Early detection COVID-19 scanner regions revealed

Scanners to reach 48 communities outside Lower Mainland, Fraser Health not included

Clarius pocket ultrasound scanner | Photo: Submitted

Some 48 early COVID-19 detection ultrasound scanners will be located in regions outside the Lower Mainland, with a capacity to serve 33 communities.

The scanners pair a commercial ultrasound device with an online library of lung ultrasound images and a specially developed artificial intelligence algorithm to allow health care workers to give a diagnosis almost instantly.

Burnaby-based Clarius Mobile Health designed the scanners—called PoCUS, for point-of-care ultrasound.

Clarius vice-president of research and development Kris Dickie said the technology has become very useful for picking up a “twinkling” on the surface of COVID-19 patients’ lungs that indicates pneumonia.

The scanners pair a commercial ultrasound device with an online library of lung ultrasound images and a specially developed artificial intelligence algorithm to allow health care workers to give a diagnosis almost instantly.

Dr. Teresa Tsang, a project co-leader and a UBC cardiologist, professor of medicine and director of echocardiography at Vancouver General Hospital and UBC Hospital, said use of the scanners could potentially detect COVID-19 lung changes while waiting for lab test results.

UBC has said 30-plus scanners would be distributed to urban acute care sites managed by Vancouver Coastal Health (VCH).

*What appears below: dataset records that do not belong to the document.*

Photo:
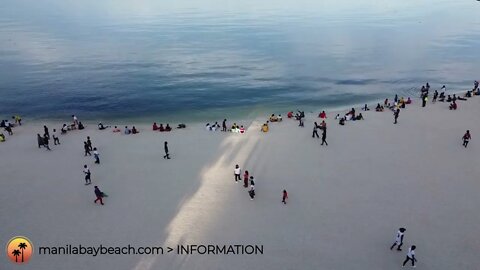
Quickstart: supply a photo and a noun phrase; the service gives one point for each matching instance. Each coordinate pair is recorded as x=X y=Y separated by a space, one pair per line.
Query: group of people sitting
x=349 y=116
x=237 y=129
x=161 y=128
x=128 y=131
x=274 y=118
x=8 y=126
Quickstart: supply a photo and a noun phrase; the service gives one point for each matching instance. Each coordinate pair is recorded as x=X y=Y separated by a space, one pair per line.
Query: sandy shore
x=346 y=200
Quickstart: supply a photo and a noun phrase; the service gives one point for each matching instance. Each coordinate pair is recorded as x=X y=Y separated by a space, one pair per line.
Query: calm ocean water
x=211 y=58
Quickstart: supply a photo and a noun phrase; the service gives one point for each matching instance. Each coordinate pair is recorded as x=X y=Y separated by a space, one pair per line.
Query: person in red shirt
x=285 y=197
x=466 y=137
x=245 y=179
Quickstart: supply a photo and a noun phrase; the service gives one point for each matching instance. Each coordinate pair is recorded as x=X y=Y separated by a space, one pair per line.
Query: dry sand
x=346 y=200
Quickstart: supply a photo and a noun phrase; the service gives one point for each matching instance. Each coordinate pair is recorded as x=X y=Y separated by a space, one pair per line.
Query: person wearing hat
x=99 y=195
x=399 y=239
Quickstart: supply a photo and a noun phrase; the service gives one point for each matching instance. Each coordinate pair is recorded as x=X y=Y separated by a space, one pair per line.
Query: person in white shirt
x=87 y=173
x=410 y=256
x=237 y=172
x=96 y=155
x=55 y=137
x=399 y=239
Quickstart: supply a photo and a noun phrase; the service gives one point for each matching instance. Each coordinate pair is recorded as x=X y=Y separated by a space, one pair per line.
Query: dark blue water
x=163 y=59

It remains unknown how many would be distributed in Fraser Health, B.C.’s largest health authority.

“Our folks aren’t aware of this device,” Fraser Health spokesperson Dixon Tam said.

Outside the Lower Mainland, the distribution is as follows:

• Interior Health – 20 reaching 39% of region communities;

• Northern Health – 17 reaching 36% of region communities; and

• Vancouver Island Health – seven reaching 22% of region communities.

As well, parts of Vancouver Coastal Health Authority – the Sunshine Coast, Coast Garibaldi, Bella Bella and Bella Coola – are considered rural and four scanners have been assigned to three communities in those areas. 

The urban scanners are still being allocated and are expected to be at various VCH and Providence Health Care facilities.